| Literature DB >> 35224542 |
Leonardo Mancini1,2, Lorenzo Maria Americo1,2, Tommaso Pizzolante1,2, Raffaele Donati3, Enrico Marchetti1,2.
Abstract
COVID-19 is reported as one of the most widespread diseases in the world. An extraordinary number of articles and manuscripts have focused on the inflammatory cascade and sequelae, showing the important roles of cytokines and renin-angiotensin levels and possible links to other pathologies. Nowadays, interest regarding the possible correlation between COVID-19 and periodontal and Peri-implant diseases is increasing. This mini-review aims to collect data regarding the possible correlation between COVID-19 and periodontitis or Peri-implantitis through the analysis of articles published in the last 3 years. The following keywords were used: ([periodontitis OR periodontal disease] AND [COVID-19]); ([Peri-implantitis OR mucositis] AND [COVID-19 OR Sars-CoV-2]). The inclusion criteria were studies on COVID-19 or SARS-CoV-2 and periodontitis or Peri-implantitis, and studies on the molecular and cellular aspect of COVID-19 in periodontal or Peri-implant tissues.
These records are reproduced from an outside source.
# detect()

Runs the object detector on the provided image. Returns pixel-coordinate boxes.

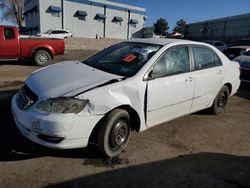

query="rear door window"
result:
[192,46,222,70]
[4,28,16,40]
[153,46,190,77]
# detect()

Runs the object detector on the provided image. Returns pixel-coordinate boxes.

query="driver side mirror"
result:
[143,68,155,81]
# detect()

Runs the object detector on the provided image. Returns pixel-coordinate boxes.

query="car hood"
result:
[25,61,122,100]
[234,55,250,68]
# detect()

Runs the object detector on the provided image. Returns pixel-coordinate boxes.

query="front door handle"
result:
[185,76,194,82]
[217,70,223,74]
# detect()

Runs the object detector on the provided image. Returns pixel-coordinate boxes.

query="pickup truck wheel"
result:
[34,50,52,66]
[210,86,229,114]
[98,109,131,157]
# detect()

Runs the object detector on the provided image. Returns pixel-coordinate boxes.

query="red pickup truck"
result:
[0,26,65,66]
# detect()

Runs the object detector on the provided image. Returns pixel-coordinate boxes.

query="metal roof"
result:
[125,38,188,45]
[76,10,88,16]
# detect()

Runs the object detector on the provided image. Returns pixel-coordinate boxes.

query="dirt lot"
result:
[0,51,250,188]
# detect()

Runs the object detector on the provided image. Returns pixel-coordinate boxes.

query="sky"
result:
[0,0,250,29]
[113,0,250,29]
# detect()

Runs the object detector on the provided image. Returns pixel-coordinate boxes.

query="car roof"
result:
[125,38,192,46]
[229,46,250,49]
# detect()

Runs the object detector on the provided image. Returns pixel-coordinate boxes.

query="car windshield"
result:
[45,29,52,34]
[83,42,161,77]
[244,50,250,56]
[204,41,213,45]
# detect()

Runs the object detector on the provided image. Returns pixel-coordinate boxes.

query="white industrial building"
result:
[24,0,146,39]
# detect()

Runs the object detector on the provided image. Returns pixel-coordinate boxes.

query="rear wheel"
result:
[98,109,131,157]
[34,50,52,66]
[210,86,229,114]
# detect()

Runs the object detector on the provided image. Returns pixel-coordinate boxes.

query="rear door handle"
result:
[217,70,223,74]
[185,76,194,82]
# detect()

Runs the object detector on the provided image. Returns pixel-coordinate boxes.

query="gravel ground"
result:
[0,51,250,188]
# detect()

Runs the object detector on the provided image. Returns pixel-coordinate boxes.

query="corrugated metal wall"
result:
[185,14,250,42]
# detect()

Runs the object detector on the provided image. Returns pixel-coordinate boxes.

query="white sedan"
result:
[12,39,240,157]
[35,29,73,39]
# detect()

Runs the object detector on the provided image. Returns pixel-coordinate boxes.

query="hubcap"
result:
[217,92,227,110]
[37,54,49,63]
[109,119,129,150]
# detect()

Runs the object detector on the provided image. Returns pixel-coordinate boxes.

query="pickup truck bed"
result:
[0,26,65,66]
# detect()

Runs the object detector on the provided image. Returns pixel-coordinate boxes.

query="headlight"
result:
[36,98,86,114]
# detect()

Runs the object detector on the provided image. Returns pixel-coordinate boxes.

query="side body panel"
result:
[0,26,20,59]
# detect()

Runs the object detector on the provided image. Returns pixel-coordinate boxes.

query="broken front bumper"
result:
[11,95,103,149]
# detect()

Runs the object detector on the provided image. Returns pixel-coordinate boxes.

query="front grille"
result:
[17,85,38,110]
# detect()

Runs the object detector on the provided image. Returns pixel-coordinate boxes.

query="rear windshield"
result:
[83,42,161,77]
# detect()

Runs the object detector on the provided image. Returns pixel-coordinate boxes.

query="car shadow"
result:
[0,90,101,161]
[236,82,250,100]
[47,153,250,188]
[0,59,36,67]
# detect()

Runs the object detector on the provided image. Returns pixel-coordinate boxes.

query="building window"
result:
[4,27,15,40]
[74,10,88,21]
[112,16,123,26]
[129,19,139,27]
[46,6,62,17]
[94,14,106,23]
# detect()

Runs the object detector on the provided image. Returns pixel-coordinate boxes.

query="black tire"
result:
[98,109,131,157]
[34,50,52,66]
[210,86,229,115]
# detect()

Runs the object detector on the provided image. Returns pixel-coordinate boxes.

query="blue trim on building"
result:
[95,14,106,19]
[113,16,123,22]
[76,10,88,16]
[66,0,146,15]
[129,19,139,24]
[49,6,62,12]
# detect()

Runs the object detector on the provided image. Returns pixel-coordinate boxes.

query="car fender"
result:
[31,44,55,56]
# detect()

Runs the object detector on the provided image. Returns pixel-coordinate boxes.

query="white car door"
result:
[191,46,224,112]
[146,46,195,127]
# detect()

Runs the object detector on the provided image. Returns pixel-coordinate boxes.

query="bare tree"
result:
[0,0,24,27]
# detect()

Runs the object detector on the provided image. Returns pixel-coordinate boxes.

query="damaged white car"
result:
[12,39,240,157]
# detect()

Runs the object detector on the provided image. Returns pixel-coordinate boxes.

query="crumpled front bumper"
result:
[11,95,103,149]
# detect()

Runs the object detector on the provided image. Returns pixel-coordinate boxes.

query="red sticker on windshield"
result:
[123,55,137,63]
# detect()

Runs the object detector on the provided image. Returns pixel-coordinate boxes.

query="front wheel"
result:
[210,86,229,114]
[34,50,52,66]
[98,109,131,157]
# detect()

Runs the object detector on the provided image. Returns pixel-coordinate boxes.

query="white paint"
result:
[12,39,240,148]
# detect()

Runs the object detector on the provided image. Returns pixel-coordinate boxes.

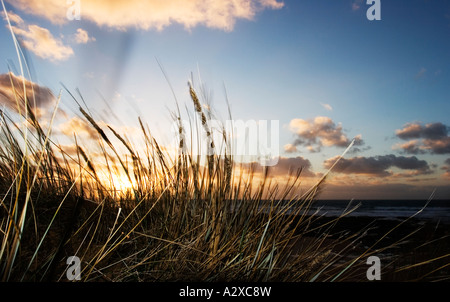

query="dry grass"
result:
[0,5,448,282]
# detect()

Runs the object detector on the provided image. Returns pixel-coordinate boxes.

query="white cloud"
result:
[74,28,95,44]
[7,0,284,31]
[3,12,73,61]
[320,103,333,111]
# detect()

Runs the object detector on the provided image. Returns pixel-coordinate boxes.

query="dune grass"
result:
[0,7,446,282]
[0,65,370,281]
[0,73,446,282]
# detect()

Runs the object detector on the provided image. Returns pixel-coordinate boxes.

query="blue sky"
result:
[0,0,450,198]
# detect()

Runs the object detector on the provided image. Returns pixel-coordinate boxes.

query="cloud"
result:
[285,116,364,152]
[442,158,450,178]
[0,72,55,112]
[242,156,317,177]
[324,154,431,177]
[7,0,284,31]
[394,122,450,154]
[320,103,333,111]
[73,28,95,44]
[59,117,98,139]
[3,12,73,61]
[284,144,298,153]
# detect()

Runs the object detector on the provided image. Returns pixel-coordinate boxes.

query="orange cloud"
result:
[7,0,284,31]
[74,28,95,44]
[285,116,364,152]
[0,72,55,113]
[3,12,74,61]
[59,117,98,139]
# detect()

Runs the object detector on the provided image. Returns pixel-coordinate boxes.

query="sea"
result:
[309,200,450,223]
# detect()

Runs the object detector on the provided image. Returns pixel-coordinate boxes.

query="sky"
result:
[0,0,450,199]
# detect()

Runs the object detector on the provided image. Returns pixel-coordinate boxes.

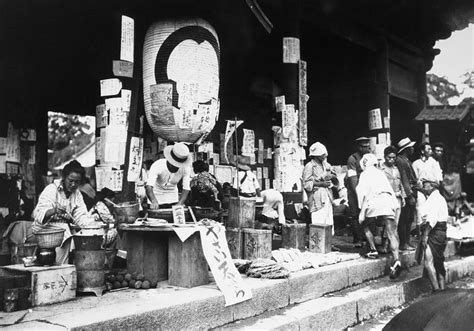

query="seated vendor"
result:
[233,155,260,198]
[32,160,93,264]
[145,143,192,210]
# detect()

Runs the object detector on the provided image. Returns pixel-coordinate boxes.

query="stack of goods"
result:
[105,270,157,291]
[236,259,290,279]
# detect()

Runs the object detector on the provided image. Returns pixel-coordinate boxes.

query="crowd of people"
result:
[303,137,452,290]
[2,137,460,289]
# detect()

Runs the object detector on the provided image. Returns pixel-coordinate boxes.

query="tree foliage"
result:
[426,74,459,105]
[48,112,90,151]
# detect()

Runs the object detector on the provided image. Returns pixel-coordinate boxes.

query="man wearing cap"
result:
[415,178,448,291]
[233,155,260,198]
[303,142,336,233]
[145,143,192,209]
[396,138,418,250]
[345,137,370,247]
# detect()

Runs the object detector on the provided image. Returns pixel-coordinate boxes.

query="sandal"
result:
[365,250,379,259]
[389,260,402,279]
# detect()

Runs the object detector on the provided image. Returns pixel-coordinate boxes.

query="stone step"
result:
[218,256,474,330]
[0,241,466,330]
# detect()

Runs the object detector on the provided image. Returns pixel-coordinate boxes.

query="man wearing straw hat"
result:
[145,143,192,209]
[415,177,448,291]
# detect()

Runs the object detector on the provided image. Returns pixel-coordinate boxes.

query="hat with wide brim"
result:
[163,143,193,168]
[397,138,416,154]
[234,155,250,171]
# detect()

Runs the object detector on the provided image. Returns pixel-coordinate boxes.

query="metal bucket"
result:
[113,201,140,223]
[73,250,105,296]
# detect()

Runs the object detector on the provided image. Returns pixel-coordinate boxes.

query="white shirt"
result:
[234,170,260,193]
[413,157,443,182]
[421,190,448,228]
[146,159,191,204]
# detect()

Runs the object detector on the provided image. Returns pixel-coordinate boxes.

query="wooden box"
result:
[309,224,332,254]
[225,228,244,259]
[2,264,76,307]
[242,229,272,260]
[126,229,169,282]
[281,224,306,250]
[168,232,209,288]
[226,197,256,229]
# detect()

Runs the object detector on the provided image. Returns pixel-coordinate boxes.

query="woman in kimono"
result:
[32,160,94,264]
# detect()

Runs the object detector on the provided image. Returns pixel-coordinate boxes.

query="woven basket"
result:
[143,19,220,143]
[35,228,66,248]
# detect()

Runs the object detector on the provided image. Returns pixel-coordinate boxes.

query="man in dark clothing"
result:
[397,138,417,250]
[345,137,370,247]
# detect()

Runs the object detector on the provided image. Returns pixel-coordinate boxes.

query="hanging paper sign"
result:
[275,95,285,113]
[100,78,122,97]
[95,103,109,128]
[121,90,132,112]
[281,104,295,138]
[369,108,383,130]
[176,81,199,109]
[171,205,186,224]
[120,15,135,63]
[200,224,252,306]
[127,137,144,182]
[178,107,193,129]
[283,37,300,63]
[6,123,21,163]
[298,61,308,146]
[0,137,7,154]
[224,120,244,163]
[150,83,175,125]
[242,129,255,156]
[112,60,133,78]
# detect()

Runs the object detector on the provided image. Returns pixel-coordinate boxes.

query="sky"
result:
[429,24,474,83]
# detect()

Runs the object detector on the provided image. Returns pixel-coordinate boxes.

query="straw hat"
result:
[163,143,192,168]
[397,138,415,154]
[235,155,250,171]
[309,141,328,156]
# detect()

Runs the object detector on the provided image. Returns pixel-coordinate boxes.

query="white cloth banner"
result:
[200,224,252,306]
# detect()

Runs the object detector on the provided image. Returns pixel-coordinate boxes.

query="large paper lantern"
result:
[143,19,220,143]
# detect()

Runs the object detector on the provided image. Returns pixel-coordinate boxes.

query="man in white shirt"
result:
[416,178,448,291]
[233,155,260,198]
[145,143,192,209]
[413,142,443,232]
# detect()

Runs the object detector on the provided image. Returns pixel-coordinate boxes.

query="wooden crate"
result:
[226,197,256,229]
[242,229,272,260]
[225,228,244,259]
[168,232,209,288]
[281,224,306,250]
[1,264,77,307]
[309,224,332,254]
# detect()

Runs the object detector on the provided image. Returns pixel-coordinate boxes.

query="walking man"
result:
[416,178,448,291]
[396,138,417,250]
[345,137,370,247]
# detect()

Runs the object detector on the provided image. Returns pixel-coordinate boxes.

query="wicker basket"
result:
[35,228,66,248]
[143,18,220,143]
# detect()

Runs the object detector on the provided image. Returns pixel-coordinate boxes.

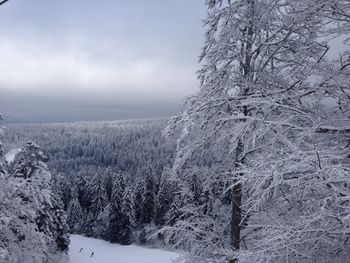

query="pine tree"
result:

The search revealed 484 articles in total (PubMed 208 and Scopus 276). After a screening of titles and abstracts, 47 articles were included in the full-text analysis. Two articles comprised the Peri-implant group: a short communication and a review. Regarding the periodontal group, 45 articles were selected and analyzed according to the type of study, population, and aim. Of these, 10 articles were clinical studies, and the other 35 were hypotheses, reviews, letters to the editor, or commentaries. In conclusion, according to the data extracted, a mutual correlation between COVID-19 and periodontitis can be stated; however, data linked to Peri-implantitis are still missing, and future clinical studies are still needed.Entities:
Keywords: ACE-2; COVID-19; bone remodeling; cytokines; inflammation; peri-implantitis; periodontitis
Year: 2022 PMID: 35224542 PMCID: PMC8866640 DOI: 10.3389/froh.2022.822824
Source DB: PubMed Journal: Front Oral Health ISSN: 2673-4842
Figure 1Flow chart for the inclusion and exclusion process.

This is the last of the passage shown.